左腕の紋様が浮かび上がり、自分の身体に異変が起こったことを感じ取る。まるで身体全体が透けているように感じた。ゆっくりと庭に降り立つと、上の階から降りてきた彼に誰も気づいておらず、庭の生徒達は魔法の訓練を行う。別に見られたところで彼等の大半は魔術師であり、特に不思議にも思われないだろう。

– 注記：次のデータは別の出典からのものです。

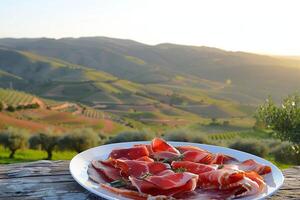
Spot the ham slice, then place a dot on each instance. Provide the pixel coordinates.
(198, 157)
(159, 145)
(137, 168)
(167, 183)
(220, 179)
(165, 156)
(183, 149)
(252, 165)
(130, 153)
(192, 167)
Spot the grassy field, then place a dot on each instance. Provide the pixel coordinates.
(28, 155)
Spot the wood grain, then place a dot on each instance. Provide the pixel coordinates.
(51, 180)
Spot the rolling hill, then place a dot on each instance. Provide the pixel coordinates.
(235, 76)
(60, 80)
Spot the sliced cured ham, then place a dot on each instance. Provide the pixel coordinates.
(252, 165)
(220, 179)
(130, 153)
(166, 156)
(220, 158)
(168, 183)
(192, 167)
(161, 171)
(137, 168)
(183, 149)
(159, 145)
(145, 158)
(198, 156)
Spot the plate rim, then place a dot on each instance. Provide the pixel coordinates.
(175, 143)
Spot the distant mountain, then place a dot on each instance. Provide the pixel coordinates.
(54, 78)
(241, 77)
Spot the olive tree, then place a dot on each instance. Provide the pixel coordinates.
(46, 141)
(79, 140)
(283, 119)
(13, 139)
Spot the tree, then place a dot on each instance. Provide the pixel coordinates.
(1, 106)
(79, 140)
(10, 108)
(129, 136)
(284, 120)
(46, 141)
(13, 139)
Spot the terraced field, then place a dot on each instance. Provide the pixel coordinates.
(15, 98)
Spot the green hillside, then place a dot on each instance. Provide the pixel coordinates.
(52, 78)
(238, 76)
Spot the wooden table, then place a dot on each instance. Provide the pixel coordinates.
(52, 180)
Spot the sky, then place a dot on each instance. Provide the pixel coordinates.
(259, 26)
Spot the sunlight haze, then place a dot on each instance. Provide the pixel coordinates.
(268, 27)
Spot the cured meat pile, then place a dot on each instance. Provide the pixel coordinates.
(161, 171)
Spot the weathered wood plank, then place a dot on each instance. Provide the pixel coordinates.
(51, 180)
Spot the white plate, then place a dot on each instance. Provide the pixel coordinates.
(79, 165)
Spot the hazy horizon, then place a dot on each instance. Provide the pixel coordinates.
(266, 27)
(258, 53)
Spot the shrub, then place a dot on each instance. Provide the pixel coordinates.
(226, 123)
(79, 140)
(185, 136)
(20, 107)
(286, 154)
(284, 120)
(128, 136)
(10, 108)
(251, 146)
(13, 139)
(46, 141)
(1, 106)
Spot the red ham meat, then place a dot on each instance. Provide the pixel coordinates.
(165, 156)
(198, 157)
(148, 146)
(159, 145)
(107, 171)
(145, 158)
(220, 179)
(137, 168)
(220, 158)
(183, 149)
(195, 168)
(130, 153)
(167, 183)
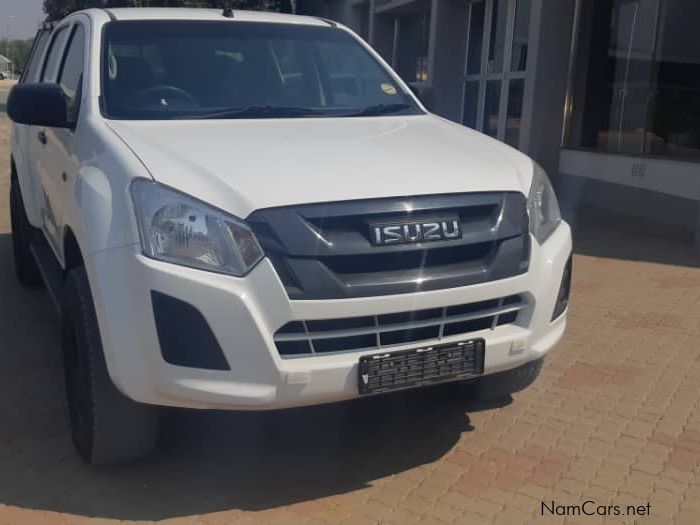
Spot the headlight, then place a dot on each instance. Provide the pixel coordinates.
(179, 229)
(542, 206)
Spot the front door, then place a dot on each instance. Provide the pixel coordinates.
(57, 167)
(496, 68)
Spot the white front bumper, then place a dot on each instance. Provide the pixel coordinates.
(245, 313)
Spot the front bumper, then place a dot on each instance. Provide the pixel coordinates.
(243, 314)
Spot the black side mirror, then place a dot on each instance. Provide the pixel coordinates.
(423, 93)
(38, 105)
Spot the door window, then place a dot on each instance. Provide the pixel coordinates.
(71, 76)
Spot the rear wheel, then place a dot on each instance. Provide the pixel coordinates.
(26, 268)
(107, 427)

レノは彼らの前を素通りしても誰一人気付かず、潜入の際にはかなり有利な魔法だろう。但し、庭の隅まで移動すると身体が元に戻る感覚に陥る。


(だいたい30秒ぐらいか……)


しかも、一度使用した場合はしばらくは使えないのか、左腕の紋様が消え去る。


「よし……気付かれてないな」


庭は相当に広く、先ほどの魔法の訓練を行っていた学生たちとの距離もかなり離れている。ここならば派手な音を出さない限りは気付かれないだろう。


今度は学生寮の天井の部分に視線をやり、再び、左腕に紋様が浮かび上がる。先ほどの「隠密(クズキ命名)」の魔法の時とは違い、紋様が若干変化している。


「転送……!!」


ダンッ!


前方の離れた屋根に視線を集中させながら、レノは空中に飛び上がり、次の瞬間、


ビュンッ!!


「――うわっ……!!」


ダァアンッ!!


まるでジェットコースターのように身体が高速に引きずられる感覚に襲われ、次の瞬間には屋根の上で着地していた。


「すごいな……」


転送の際の浮遊感は驚いたが、それを耐えればかなり便利な魔法だ。だが、左腕に違和感を生じる。見ると、左腕の紋様が熱を発しており、試してみたが次の「転送」は行えない。「隠密」と同じく、連続使用は出来ないようだ。

だが、「隠密」と「転送」は完全に別枠扱いなのか、これら二つを重ねて使用しても問題は無いようだ。


「誰も気づいてないな……」


屋根から庭を見下ろすが、魔法の訓練を行っている学生たちには気づかれていない。それを確認し、下に降りようとした瞬間、



ドゴォオオオオッ!!



「っ!?」


学園の方角から、凄まじい轟音が鳴り響き、レノは振り返ると、暗闇で良く分からないが学園のグラウンドの方から土煙が上がっている。

テロでも起きたのかと驚いたが、どういう訳か庭の方に顔を向けると、学生たちも先ほどの轟音で学園の方角に顔を向けていたが、すぐに練習を再開する。

この学園ではこんな轟音が日常茶飯事なのかと冷汗を搔きながら、気になったレノは学園に向かうことにした。